In [None]:
import praw
import pandas as pd
import numpy as np
from bs4 import BeautifulSoup
from _secrets import user_agent, client_id, client_secret
from tqdm import tqdm

In [None]:
reddit = praw.Reddit(user_agent=user_agent,
                     client_id=client_id,
                     client_secret=client_secret)

What other subreddit-level metadata can we fetch?

In [None]:
gaming = reddit.subreddit('gaming')

In [None]:
print(dir(gaming))

# Collect list of gaming subreddits from /r/gaming wiki

In [None]:
gaming_wiki_content = reddit.subreddit('gaming').wiki['list-sorted-by-subscribers'].content_html
soup = BeautifulSoup(gaming_wiki_content)

Use BeautifulSoup to collect all of the tables on the gaming wiki page

In [None]:
tables = soup.find_all('table')
table = tables[0]

In [None]:
list_of_tables = [pd.read_html(str(table))[0] for table in tables]

Label tables for categorization later

In [None]:
for table_num,table in enumerate(list_of_tables):
    table['table_number'] = table_num

In [None]:
subreddits = pd.concat(list_of_tables)

In [None]:
subreddits.sample(9)

In [None]:
subreddits['display_name'] = subreddits['Link'].str.split('/', expand=True)[2]

In [None]:
subreddits['https_Link'] = ("https://reddit.com"+subreddits['Link'])

In [None]:
subreddits.rename(columns={'Subscribers':'reported_Subscribers', 'Name':'label'}, inplace=True)

In [None]:
subreddits.sample(5)

Inefficient building of fetched subreddit-level metadata..

In [None]:
subreddit = reddit.subreddit('leagueoflegends')

In [None]:
series = dict()
subreddit = reddit.subreddit('CivMulti')
for a in attrs:
    try: series[a] = getattr(subreddit, a)
    except: series[a] = np.nan
series

In [None]:
(subreddit.display_name, subreddit.fullname, subreddit.name)

In [None]:
df = pd.DataFrame()
attrs = ('display_name','fullname','id','subscribers','title')

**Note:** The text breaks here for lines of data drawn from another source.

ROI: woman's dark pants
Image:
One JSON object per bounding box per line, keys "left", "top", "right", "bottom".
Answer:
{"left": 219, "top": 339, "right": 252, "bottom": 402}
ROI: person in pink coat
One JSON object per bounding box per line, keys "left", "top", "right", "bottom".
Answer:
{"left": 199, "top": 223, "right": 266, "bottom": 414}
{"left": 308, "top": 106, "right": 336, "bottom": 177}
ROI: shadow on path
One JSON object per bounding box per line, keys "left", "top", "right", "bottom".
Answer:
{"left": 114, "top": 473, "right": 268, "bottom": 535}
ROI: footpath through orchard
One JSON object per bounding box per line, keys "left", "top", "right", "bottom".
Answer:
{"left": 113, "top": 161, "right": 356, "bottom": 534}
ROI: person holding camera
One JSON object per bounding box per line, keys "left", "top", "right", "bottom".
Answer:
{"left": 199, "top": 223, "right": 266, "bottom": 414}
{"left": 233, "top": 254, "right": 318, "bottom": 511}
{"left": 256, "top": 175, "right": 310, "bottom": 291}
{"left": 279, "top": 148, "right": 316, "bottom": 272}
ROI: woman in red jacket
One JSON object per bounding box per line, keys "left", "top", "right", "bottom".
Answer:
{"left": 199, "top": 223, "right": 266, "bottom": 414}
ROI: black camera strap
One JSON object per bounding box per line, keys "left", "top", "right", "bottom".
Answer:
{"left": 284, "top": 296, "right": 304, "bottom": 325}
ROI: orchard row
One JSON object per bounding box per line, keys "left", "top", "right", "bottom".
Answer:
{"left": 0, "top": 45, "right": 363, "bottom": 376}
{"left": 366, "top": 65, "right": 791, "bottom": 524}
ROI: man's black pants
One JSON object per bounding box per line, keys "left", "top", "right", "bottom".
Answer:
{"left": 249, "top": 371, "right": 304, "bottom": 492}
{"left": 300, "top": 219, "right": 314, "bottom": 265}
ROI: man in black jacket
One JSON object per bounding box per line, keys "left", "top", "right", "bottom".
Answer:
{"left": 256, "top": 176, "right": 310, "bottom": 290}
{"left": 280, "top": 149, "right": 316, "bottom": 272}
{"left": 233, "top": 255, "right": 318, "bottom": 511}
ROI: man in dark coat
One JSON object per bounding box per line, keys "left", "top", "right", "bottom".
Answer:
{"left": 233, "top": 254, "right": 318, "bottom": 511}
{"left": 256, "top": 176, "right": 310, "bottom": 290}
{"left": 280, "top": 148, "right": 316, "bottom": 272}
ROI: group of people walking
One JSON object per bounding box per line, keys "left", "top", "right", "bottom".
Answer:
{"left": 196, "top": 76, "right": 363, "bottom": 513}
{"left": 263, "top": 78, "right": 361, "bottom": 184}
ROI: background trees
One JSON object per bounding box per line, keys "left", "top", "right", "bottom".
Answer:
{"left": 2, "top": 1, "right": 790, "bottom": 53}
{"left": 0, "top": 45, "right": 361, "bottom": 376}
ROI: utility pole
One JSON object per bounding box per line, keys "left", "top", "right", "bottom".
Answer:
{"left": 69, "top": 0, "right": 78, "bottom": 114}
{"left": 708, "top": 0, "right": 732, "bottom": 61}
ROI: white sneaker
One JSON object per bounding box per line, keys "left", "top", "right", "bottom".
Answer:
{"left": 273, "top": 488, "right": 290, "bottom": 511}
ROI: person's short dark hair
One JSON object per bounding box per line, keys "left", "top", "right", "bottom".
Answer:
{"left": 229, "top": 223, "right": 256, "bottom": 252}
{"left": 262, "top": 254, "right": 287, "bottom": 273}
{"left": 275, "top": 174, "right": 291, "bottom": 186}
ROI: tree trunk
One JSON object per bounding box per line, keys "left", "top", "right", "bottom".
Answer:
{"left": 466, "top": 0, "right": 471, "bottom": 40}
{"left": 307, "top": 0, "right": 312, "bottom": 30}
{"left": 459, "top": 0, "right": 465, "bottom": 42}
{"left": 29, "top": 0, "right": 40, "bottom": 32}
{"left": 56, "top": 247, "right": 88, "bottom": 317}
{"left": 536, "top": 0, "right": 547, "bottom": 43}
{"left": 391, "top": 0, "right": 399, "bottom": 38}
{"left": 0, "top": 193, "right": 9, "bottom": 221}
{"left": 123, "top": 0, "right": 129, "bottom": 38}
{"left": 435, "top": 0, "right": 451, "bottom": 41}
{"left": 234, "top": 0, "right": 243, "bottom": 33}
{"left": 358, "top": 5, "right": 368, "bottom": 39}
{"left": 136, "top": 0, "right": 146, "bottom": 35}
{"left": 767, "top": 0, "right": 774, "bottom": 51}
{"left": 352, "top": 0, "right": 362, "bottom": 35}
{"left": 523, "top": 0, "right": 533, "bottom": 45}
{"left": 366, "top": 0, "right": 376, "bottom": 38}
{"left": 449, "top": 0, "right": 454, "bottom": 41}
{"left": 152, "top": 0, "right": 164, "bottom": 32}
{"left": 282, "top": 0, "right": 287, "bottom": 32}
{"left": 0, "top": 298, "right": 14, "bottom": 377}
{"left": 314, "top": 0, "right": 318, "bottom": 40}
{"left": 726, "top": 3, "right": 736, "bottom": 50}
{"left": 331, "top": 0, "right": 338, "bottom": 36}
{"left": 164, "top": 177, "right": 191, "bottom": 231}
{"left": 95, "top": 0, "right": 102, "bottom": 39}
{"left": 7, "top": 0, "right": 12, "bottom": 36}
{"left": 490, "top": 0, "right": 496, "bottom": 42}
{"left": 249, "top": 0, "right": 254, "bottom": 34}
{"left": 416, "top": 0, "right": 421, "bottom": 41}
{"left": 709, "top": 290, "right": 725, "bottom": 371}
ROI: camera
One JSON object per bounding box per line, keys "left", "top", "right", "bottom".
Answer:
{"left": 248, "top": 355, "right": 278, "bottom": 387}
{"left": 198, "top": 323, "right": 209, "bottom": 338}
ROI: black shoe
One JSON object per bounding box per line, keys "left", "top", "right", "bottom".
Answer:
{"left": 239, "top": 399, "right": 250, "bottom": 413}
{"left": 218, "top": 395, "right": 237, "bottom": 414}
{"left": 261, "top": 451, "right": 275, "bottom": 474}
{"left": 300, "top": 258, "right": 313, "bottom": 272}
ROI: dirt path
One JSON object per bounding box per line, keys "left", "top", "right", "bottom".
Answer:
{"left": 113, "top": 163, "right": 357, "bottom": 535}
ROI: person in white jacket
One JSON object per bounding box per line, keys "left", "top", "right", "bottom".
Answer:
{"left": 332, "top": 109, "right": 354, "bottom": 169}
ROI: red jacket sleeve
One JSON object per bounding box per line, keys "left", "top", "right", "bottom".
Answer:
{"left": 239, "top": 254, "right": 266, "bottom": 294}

for display_name in tqdm(subreddits['display_name']):
    subreddit = reddit.subreddit(display_name)
    series = dict()
    
    for a in attrs:
        try: series[a] = getattr(subreddit, a)
        except: series[a] = np.nan
            
    df = df.append(series, ignore_index=True)

In [None]:
subreddits = subreddits.merge(df, on='display_name')

In [None]:
subreddits.sample(5)

testing efficiency...

### Output subreddits table

In [None]:
subreddits.to_csv("subreddits.csv", index=False)